The somewhat abstracted and fragmented description of "Preludes" appears frequently in Eliot's poetry, and although it can be hard to discern the purpose of each individual image, they add up to a whole greater than the sum of its parts.

The images in the first stanza of "Preludes" set the context for the rest of the poem: "grimy scraps / Of withered leaves" (6-7), "newspapers from vacant lots" (8), "broken blinds and chimney-pots" (10) are the dingy, littered, concrete objects of the city.

In the second stanza, "The morning comes to consciousness / Of faint stale smells of beer" (14-15), hungover, and the narrator "thinks of all the hands / That are raising dingy shades / In a thousand furnished rooms" (21-23). These last three lines underscore a sense of anonymity (and insignificance) in numbers, dirty vulgarity, and impermanence.

The third stanza introduces the first actual character of the poem in the second person, implicating the reader in the grimy, low urbanity. The soul of this "you" is constituted of a "thousand sordid images" (27) and the soles of "your" feet are yellowed and "your" hands are soiled (37-38), either by physical labor, the dirt and grime of the city, or both. The use of the second person here closes the distance between the poem and the reader, but the degrading, accusatory manner in which it does so perhaps alienates the reader as well.
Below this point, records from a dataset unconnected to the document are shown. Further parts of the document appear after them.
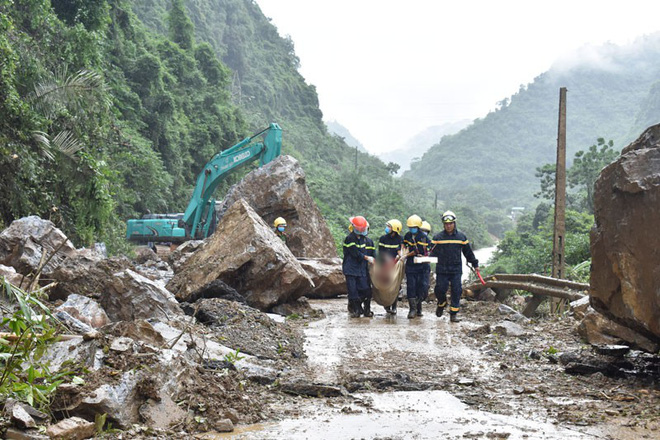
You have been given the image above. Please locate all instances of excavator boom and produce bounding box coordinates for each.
[126,123,282,243]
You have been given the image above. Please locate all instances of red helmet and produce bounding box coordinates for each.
[348,215,369,233]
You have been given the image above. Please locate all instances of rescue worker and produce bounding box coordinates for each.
[273,217,289,244]
[342,215,374,318]
[431,211,479,322]
[361,222,376,318]
[417,220,431,316]
[378,219,403,315]
[403,215,429,319]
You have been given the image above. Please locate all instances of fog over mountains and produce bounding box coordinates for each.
[378,119,472,173]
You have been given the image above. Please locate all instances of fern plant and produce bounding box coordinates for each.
[0,276,68,411]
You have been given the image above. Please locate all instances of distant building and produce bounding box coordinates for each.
[509,206,525,223]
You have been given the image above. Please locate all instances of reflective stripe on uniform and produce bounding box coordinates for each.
[430,240,469,244]
[378,243,401,249]
[344,243,373,249]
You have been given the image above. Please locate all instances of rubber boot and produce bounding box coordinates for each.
[355,299,364,318]
[348,299,360,318]
[362,298,374,318]
[408,298,417,319]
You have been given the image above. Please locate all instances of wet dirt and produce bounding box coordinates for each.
[235,299,660,439]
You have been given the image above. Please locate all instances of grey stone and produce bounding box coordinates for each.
[5,428,50,440]
[46,417,95,440]
[218,156,337,258]
[578,310,660,353]
[0,216,76,275]
[589,124,660,345]
[213,419,234,432]
[298,258,346,298]
[166,200,313,311]
[493,321,525,337]
[55,293,110,328]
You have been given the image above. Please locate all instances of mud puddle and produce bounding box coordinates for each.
[226,299,659,439]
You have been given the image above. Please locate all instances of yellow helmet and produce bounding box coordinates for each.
[442,211,456,223]
[406,215,422,228]
[386,218,403,234]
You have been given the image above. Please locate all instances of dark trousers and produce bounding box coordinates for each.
[346,275,371,299]
[434,273,463,313]
[406,272,428,301]
[422,265,431,301]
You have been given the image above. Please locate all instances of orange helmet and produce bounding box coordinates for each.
[348,215,369,234]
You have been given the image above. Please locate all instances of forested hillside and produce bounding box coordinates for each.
[0,0,496,252]
[405,34,660,206]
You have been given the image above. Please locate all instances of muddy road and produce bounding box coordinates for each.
[226,299,660,439]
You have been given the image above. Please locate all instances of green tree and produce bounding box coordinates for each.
[568,138,618,214]
[168,0,194,50]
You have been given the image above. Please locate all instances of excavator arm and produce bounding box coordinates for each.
[182,123,282,238]
[126,123,282,243]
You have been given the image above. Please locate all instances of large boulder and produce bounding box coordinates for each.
[589,125,660,343]
[99,269,184,321]
[217,156,337,258]
[298,258,346,298]
[0,215,76,275]
[167,199,314,311]
[49,251,131,300]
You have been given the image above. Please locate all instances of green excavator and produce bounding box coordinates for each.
[126,123,282,244]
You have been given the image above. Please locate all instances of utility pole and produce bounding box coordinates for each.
[551,87,566,312]
[523,87,566,318]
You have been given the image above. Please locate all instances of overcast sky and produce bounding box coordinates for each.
[257,0,660,154]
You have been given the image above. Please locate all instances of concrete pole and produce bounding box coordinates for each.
[523,87,566,317]
[552,87,566,312]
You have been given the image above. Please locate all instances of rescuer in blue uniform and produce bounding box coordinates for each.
[417,221,431,316]
[342,215,374,318]
[431,211,479,322]
[403,215,429,319]
[378,219,403,315]
[361,222,376,318]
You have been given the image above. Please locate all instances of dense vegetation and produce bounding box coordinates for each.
[0,0,660,258]
[404,34,660,229]
[0,0,496,252]
[488,138,617,282]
The only redemption in the scene described is found in sunlight and birdsong, which are both jarringly undercut: "light crept up between the shutters, / And you heard the sparrows in the gutters" (31-32). The light is not liberating and illuminating; it creeps and is obstructed. The birdsong comes not from a traditional songbird, but from sparrows—the mice of the bird world—in the gutters of the street.

The poem is a condemnation of modernity, and specifically of urban life. It mainly highlights the boredom of life, with allusions to prostitutes and other grimy scenes to further enhance the disorienting nature of the world in such a time.